FORECAST PRO EXAMPLE #2: AUTOSALE revisited.
First, as a benchmark, here is a battery of models fitted in the Forecasting procedure in Statgraphics. Models A and B are the simple and linear exponential smoothing models with multiplicative seasonal adjustment. A fixed-rate inflation adjustment of 0.5% per period has been added to the simple exponential smoothing model to put some long-term trend into its forecasts and reduce error heteroscedasticity. The Winter's seasonal smoothing model has been specified as model C. Two ARIMA models fitted to the logged data are included as models D and E.

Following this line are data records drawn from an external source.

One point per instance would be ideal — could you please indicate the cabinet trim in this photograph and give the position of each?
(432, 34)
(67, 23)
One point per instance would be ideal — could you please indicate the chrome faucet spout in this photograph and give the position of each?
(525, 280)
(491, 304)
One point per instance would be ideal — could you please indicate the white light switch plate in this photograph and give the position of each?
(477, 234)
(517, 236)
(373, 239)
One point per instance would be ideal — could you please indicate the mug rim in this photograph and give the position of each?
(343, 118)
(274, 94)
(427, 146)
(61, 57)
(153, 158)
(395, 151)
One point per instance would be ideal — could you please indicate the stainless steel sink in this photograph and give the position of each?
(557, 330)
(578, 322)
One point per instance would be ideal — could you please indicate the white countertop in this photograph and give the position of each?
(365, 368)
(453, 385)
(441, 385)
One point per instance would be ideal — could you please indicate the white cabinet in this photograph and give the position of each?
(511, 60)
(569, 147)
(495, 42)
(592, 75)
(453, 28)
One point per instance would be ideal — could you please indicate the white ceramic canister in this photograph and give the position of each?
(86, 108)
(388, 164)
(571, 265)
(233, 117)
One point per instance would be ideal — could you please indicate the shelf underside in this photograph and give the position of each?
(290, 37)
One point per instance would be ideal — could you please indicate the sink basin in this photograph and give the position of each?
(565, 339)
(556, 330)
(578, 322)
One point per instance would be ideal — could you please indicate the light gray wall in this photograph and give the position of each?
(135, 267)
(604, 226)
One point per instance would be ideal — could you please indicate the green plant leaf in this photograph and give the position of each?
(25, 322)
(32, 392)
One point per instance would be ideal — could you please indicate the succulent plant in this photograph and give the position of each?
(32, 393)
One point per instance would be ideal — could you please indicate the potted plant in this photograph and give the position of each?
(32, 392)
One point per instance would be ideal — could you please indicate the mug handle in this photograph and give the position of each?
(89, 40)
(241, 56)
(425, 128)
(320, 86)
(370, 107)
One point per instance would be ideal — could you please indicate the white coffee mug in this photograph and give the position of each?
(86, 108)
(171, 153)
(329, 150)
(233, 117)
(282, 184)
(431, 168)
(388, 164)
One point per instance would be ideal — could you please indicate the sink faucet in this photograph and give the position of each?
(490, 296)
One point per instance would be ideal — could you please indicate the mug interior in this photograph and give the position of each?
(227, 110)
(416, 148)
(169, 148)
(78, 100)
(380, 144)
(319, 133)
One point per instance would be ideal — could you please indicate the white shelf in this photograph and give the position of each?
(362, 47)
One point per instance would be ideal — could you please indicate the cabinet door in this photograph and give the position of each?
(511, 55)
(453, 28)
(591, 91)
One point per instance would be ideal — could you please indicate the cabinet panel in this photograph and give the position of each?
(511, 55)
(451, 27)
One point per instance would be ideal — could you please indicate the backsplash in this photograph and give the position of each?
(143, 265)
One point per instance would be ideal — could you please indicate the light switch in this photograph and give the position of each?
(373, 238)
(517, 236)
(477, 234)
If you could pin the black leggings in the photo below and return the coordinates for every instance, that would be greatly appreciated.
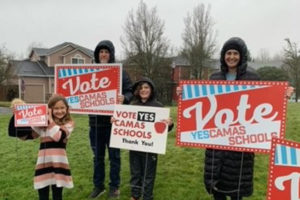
(221, 196)
(56, 193)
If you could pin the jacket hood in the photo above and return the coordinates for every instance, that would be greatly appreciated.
(105, 44)
(144, 80)
(238, 44)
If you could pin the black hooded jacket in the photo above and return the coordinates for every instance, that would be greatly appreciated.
(223, 168)
(103, 120)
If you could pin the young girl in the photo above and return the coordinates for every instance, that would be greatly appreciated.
(52, 168)
(143, 165)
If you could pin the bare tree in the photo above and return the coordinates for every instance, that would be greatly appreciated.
(292, 64)
(264, 56)
(4, 59)
(199, 39)
(145, 45)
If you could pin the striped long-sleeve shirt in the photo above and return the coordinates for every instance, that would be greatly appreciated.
(52, 167)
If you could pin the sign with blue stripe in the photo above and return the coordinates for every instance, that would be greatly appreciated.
(287, 156)
(192, 91)
(66, 73)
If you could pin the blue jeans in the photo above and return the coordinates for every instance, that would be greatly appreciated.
(99, 138)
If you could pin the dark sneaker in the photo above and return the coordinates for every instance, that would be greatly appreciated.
(97, 192)
(114, 193)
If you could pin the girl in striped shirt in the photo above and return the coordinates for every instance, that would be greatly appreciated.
(52, 167)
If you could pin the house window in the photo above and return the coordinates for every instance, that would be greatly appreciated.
(77, 59)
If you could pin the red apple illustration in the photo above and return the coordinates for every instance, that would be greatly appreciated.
(160, 127)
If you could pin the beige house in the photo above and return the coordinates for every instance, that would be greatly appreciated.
(33, 78)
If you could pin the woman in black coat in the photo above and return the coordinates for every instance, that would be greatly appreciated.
(229, 173)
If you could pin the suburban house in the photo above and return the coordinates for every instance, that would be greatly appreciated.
(33, 79)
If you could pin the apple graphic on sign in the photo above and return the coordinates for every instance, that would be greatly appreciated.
(160, 127)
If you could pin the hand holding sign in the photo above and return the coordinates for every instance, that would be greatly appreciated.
(160, 127)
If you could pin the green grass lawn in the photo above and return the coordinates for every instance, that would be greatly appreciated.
(179, 172)
(5, 103)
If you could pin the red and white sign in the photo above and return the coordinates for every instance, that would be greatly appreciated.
(140, 128)
(89, 89)
(231, 115)
(284, 170)
(31, 115)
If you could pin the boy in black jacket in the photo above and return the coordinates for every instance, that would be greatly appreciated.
(143, 165)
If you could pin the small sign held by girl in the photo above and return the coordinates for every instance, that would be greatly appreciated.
(52, 167)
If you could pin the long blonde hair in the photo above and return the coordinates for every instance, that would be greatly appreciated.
(52, 101)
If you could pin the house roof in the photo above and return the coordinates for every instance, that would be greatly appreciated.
(31, 69)
(45, 52)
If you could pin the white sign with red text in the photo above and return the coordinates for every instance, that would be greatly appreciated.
(140, 128)
(31, 115)
(231, 115)
(89, 88)
(284, 170)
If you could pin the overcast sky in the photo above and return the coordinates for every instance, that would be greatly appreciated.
(263, 24)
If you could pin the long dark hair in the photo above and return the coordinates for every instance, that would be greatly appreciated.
(52, 101)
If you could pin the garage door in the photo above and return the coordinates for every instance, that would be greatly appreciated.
(34, 94)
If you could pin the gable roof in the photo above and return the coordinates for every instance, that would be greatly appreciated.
(31, 69)
(46, 52)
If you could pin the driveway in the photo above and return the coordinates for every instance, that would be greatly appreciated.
(4, 110)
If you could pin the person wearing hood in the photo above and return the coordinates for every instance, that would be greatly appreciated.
(143, 165)
(100, 128)
(229, 173)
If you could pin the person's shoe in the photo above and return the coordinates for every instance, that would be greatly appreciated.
(97, 192)
(114, 193)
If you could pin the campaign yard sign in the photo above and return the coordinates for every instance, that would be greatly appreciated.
(231, 115)
(140, 128)
(31, 115)
(284, 170)
(89, 88)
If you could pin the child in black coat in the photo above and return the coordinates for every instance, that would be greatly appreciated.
(143, 165)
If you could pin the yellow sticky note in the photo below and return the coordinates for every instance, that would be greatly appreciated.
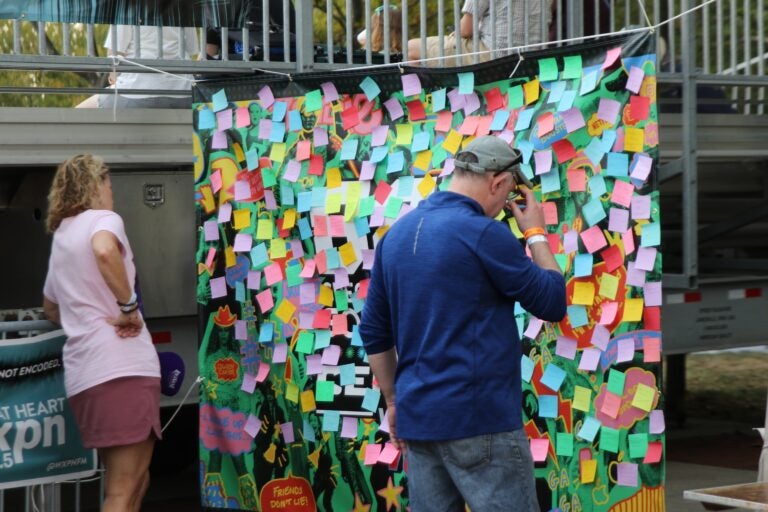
(609, 285)
(289, 218)
(229, 256)
(644, 396)
(347, 254)
(452, 142)
(633, 310)
(404, 134)
(333, 203)
(242, 218)
(634, 139)
(308, 401)
(531, 91)
(427, 185)
(264, 229)
(325, 297)
(277, 153)
(285, 311)
(582, 398)
(422, 160)
(277, 249)
(333, 177)
(583, 293)
(588, 470)
(292, 392)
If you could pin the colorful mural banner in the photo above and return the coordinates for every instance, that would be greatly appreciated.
(298, 178)
(39, 439)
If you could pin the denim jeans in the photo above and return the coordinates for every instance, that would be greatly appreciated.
(492, 472)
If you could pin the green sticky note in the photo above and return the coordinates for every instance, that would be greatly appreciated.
(515, 97)
(466, 82)
(609, 439)
(548, 69)
(616, 382)
(324, 391)
(306, 342)
(572, 67)
(564, 444)
(638, 445)
(313, 100)
(342, 302)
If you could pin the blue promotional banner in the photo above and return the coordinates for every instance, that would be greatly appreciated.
(39, 440)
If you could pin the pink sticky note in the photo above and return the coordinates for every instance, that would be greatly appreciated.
(243, 117)
(372, 452)
(589, 359)
(593, 239)
(622, 193)
(265, 300)
(218, 287)
(539, 449)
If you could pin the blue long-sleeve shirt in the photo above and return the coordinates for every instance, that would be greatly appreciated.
(443, 290)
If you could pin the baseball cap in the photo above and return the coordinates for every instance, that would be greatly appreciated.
(493, 155)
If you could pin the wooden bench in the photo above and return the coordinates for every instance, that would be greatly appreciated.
(752, 496)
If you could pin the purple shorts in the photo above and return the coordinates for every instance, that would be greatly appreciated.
(118, 412)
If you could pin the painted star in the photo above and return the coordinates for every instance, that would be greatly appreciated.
(391, 494)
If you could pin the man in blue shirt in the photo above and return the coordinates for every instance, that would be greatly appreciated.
(439, 330)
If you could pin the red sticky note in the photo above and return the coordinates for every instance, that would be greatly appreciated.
(612, 258)
(382, 192)
(416, 110)
(493, 99)
(564, 151)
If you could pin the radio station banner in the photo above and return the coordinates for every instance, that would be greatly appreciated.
(297, 179)
(39, 440)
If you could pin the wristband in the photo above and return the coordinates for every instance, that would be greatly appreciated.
(533, 231)
(534, 239)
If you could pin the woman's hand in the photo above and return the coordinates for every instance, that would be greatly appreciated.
(127, 325)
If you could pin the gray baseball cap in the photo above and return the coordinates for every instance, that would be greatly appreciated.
(493, 155)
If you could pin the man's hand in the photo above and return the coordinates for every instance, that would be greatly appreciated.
(127, 325)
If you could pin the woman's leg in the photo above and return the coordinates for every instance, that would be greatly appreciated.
(127, 475)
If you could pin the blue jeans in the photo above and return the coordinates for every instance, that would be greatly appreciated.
(492, 472)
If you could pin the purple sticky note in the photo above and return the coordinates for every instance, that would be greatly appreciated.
(218, 287)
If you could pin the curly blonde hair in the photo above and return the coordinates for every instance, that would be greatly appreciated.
(75, 188)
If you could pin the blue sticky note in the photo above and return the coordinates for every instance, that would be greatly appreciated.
(650, 235)
(553, 377)
(420, 142)
(550, 181)
(593, 211)
(370, 88)
(548, 406)
(220, 100)
(589, 429)
(349, 149)
(524, 119)
(577, 315)
(278, 110)
(405, 186)
(205, 119)
(582, 265)
(259, 258)
(438, 100)
(371, 399)
(304, 230)
(596, 186)
(618, 165)
(395, 162)
(318, 197)
(466, 82)
(500, 119)
(267, 332)
(526, 367)
(331, 421)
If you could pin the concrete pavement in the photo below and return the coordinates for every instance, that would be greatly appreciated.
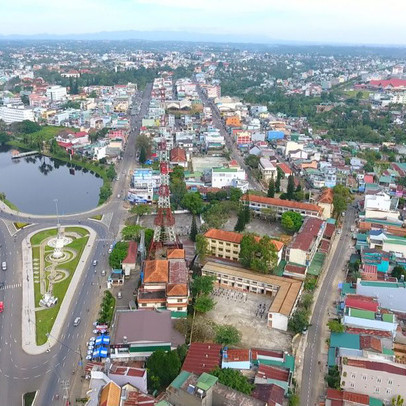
(312, 375)
(28, 306)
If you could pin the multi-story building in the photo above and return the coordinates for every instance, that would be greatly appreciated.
(224, 177)
(164, 284)
(279, 206)
(383, 380)
(15, 114)
(56, 93)
(284, 291)
(267, 169)
(226, 244)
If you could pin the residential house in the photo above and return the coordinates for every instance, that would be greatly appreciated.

Notice that all the models are quite similar in their all-around performance in the estimation period, and models A-D are very similar in the validation period, with model E lagging a bit behind. Interestingly, the ARIMA models did relatively better in terms of percentage error because, being fitted in log units, they were actually optimized in terms of percentage error rather than absolute error.
Model Comparison
----------------
Data variable: AUTOSALE
Number of observations = 281
Start index = 1/70
Sampling interval = 1.0 month(s)
Length of seasonality = 12
Number of periods withheld for validation: 36
Models
------
(A) Simple exponential smoothing with alpha = 0.4021
Inflation adjustment: 0.5 percent at end of period
Seasonal adjustment: Multiplicative
(B) Brown's linear exp. smoothing with alpha = 0.1375
Seasonal adjustment: Multiplicative
(C) Winter's exp. smoothing with alpha = 0.3117, beta = 0.0001, gamma = 0.2495
(D) ARIMA(0,1,1)x(0,1,1)12
Math adjustment: Natural log
(E) ARIMA(1,0,1)x(0,1,1)12 with constant
Math adjustment: Natural log
Estimation Period
Model MSE MAE MAPE ME MPE
------------------------------------------------------------------------
(A) 1.40991 0.770647 4.70927 0.0662132 0.276835
(B) 1.41955 0.791537 5.02856 0.0248242 0.282996
(C) 1.53718 0.842734 5.12773 0.0154446 -0.454623
(D) 1.58972 0.823505 4.77485 -0.0302983 -0.279636
(E) 1.56714 0.819359 4.71859 0.0307884 0.143125
Model RMSE RUNS RUNM AUTO MEAN VAR
-----------------------------------------------
(A) 1.1874 OK OK *** OK ***
(B) 1.19145 OK *** *** OK ***
(C) 1.23983 OK * OK OK ***
(D) 1.26084 OK OK * OK **
(E) 1.25185 OK OK * * **
Validation Period
Model MSE MAE MAPE ME MPE
------------------------------------------------------------------------
(A) 1.09317 0.947184 2.94464 -0.12697 -0.532003
(B) 1.23223 0.951346 2.94155 0.234821 0.57216
(C) 1.35863 0.959531 2.97817 0.00353942 -0.144202
(D) 1.15307 0.912145 2.82051 -0.144336 -0.571749
(E) 2.20643 1.19816 3.76333 -1.06931 -3.37841
Here are the estimated coefficients of the ARIMA(0,1,1)x(0,1,1) model:
ARIMA Model Summary
Parameter Estimate Stnd. Error t P-value
----------------------------------------------------------------------------
MA(1) 0.50284 0.0570327 8.8167 0.000000
SMA(1) 0.896011 0.0243729 36.7626 0.000000
----------------------------------------------------------------------------
Backforecasting: yes
Estimated white noise variance = 0.0040629 with 266 degrees of freedom
Estimated white noise standard deviation = 0.0637409
Number of iterations: 7
Now let's fit the same series using the built-in expert in Forecast Pro:
Forecast Pro for Windows Standard Edition Version 2.00
Sat Oct 05 17:12:33 1996
Expert data exploration of dependent variable AUTOSALE
---------------------------------------------------------------------
Length 245 Minimum 4.485 Maximum 37.068
Mean 16.781 Standard deviation 8.770
Classical decomposition (multiplicative)
Trend-cycle: 96.53% Seasonal: 2.55% Irregular: 0.92%
Log transform recommended for Box-Jenkins.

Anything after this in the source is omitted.